四
「それじゃあ、お先に失礼しまーす」
白金サービスの肉体労働担当
一方、アラフォーの白金は今日は事務仕事しかしていないというのに頭痛がしていた。おそらく、というよりも明らかにここ最近の睡眠不足が原因だ。
田中の若さを内心羨みながらも白金は「ああ」と返事をした。
ところが、田中はすぐには事務所を出ようとはしなかった。田中は塚本に近づき、彼女の肩を軽く叩いた。
塚本の身体がビクリと揺れる。塚本のデスク周りはすでに片付けられていた。どうやら塚本も帰る準備を終えていたらしい。
塚本は通勤鞄のハンドルを弄りながら何か言いたげに白金のことをちらちらと見ている。
白金はさりげなく視線を逸らした。
田中が塚本の耳元で何かを囁く。
塚本は硬い顔でちらりと白金を見た後、もう一度田中の顔を見上げコクリと頷いた。緊張した面持ちで白金に声をかける。
「所長」
「おう。

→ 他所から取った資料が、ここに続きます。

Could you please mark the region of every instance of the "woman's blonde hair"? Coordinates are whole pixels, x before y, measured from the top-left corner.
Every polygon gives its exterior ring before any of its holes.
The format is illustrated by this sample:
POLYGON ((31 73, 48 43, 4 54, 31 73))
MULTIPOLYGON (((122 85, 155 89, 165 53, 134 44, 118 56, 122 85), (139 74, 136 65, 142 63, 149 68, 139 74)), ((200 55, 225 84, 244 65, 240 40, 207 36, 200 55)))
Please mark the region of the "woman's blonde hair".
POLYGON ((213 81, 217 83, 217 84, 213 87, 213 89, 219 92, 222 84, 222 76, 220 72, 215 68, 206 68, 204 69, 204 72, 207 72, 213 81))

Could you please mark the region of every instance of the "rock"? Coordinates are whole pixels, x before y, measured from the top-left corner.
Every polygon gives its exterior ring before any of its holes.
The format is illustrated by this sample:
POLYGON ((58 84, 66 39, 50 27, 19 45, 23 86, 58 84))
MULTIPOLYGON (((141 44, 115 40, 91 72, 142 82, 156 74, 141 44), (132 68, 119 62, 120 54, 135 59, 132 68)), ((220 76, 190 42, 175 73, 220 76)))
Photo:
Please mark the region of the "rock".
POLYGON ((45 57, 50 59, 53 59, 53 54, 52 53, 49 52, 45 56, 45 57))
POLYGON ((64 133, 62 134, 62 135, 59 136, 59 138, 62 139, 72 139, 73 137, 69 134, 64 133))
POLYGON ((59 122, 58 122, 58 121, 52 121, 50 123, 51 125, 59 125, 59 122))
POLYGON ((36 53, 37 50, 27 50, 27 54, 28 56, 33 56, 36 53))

どうした?」
「あのっその……っあ……や、いえ、何でも、ありません。お先に、失礼します」
「ああ、二人とも気をつけて帰れよ」
「はい」「はーい」
塚本はコクリと頷き、背を向ける。田中もその後に続いた。扉を閉める間際、田中は白金に向かってウインクをして出て行った。
思わず白金は苦笑する。
――――健二、すまんな。
今度、焼肉でも連れて行ってやろう。
塚本からの視線に気づいてはいるが、白金としてはこれから先も塚本の気持ちに応える気は無いし、余計な波風を立たせたくない……というのが本音だ。
何より、塚本自身まだ己の深層に気づいていない。塚本が動いてしまえば、白金は否応なしにそのことについて指摘しなければならなくなる。それは、できれば避けたい。
そんな白金の意をくんでいるのか田中はいつもさりげなくフォローをしてくれる。
一見、田中はお気楽で何も考えていない体力馬鹿に見えるが実際は違う。人一倍機微に聡い人間だ。生得のものもあるだろうが、それ以上に彼のハードな生い立ちが関係しているのだろう。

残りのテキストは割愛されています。